Echo: results so far

By Nick Meinhold, Robin Langer, Meghana Ganapa & Adarsha Aryal · 10 June 2026

TL;DR: Instead of training a classifier to route easy tasks to a cheap model and hard ones to an expensive one, call the cheap model twice with two different personas. If the answers agree, keep the cheap one; if they disagree, escalate. No classifier, no labels. On HumanEval's hard slice, a cross-family local judge (Qwen 2.5 7B) reaches 94% of the oracle's routing quality, is ~29% cheaper than always using Sonnet, and matches its pass rate. The honest part: our first reasoning-benchmark numbers were a harness bug, not a result — finding and fixing it is half this update.

Most LLM apps overpay

A trivial "reverse this string" and a gnarly multi-step refactor usually go to the same expensive endpoint. The standard fix is a router: a learned classifier that decides "easy → cheap model, hard → expensive." RouteLLM, FrugalGPT, Hybrid LLM and AutoMix all do versions of this, and they work — but every one needs labelled training data for your task domain. That label-collection step is the adoption bottleneck. You can't drop a trained router into a new product on day one.

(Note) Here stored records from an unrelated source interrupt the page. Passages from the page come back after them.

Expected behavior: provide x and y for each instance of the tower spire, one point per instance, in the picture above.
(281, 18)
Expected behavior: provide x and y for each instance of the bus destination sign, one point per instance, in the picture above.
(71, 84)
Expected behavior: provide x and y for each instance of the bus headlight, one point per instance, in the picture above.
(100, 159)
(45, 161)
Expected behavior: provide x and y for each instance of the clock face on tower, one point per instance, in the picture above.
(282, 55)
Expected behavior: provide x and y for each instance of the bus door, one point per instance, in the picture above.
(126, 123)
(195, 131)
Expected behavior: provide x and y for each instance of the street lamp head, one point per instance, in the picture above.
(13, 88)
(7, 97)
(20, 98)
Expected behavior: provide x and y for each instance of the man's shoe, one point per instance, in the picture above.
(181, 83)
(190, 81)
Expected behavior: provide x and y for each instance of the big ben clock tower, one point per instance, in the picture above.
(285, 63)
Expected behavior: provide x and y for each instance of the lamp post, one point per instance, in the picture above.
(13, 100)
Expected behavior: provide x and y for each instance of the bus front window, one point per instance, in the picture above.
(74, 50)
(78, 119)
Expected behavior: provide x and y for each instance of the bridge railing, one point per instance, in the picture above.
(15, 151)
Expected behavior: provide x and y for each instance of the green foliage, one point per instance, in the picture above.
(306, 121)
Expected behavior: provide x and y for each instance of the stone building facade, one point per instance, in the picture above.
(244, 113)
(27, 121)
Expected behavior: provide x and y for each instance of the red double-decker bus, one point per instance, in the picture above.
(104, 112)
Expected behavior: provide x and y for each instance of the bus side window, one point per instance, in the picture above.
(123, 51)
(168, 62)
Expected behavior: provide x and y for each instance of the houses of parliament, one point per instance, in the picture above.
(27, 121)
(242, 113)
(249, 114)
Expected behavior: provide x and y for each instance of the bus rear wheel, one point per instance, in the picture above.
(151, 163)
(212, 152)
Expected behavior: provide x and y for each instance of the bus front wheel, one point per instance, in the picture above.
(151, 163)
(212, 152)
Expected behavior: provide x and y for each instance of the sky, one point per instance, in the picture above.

We wanted to know how much of the benefit you can get with none of the training.

The idea: let the cheap model check itself

Call the cheap model twice on the same task, with two different persona prompts — one a "careful, methodical programmer," the other a "pragmatic senior engineer who writes the simplest thing that works." Then:

If the two answers agree, framing didn't matter — the task was easy. Keep the cheap answer.
If they disagree, the task is sitting on a decision boundary where small perturbations change the output. That's your difficulty signal. Escalate to the expensive model.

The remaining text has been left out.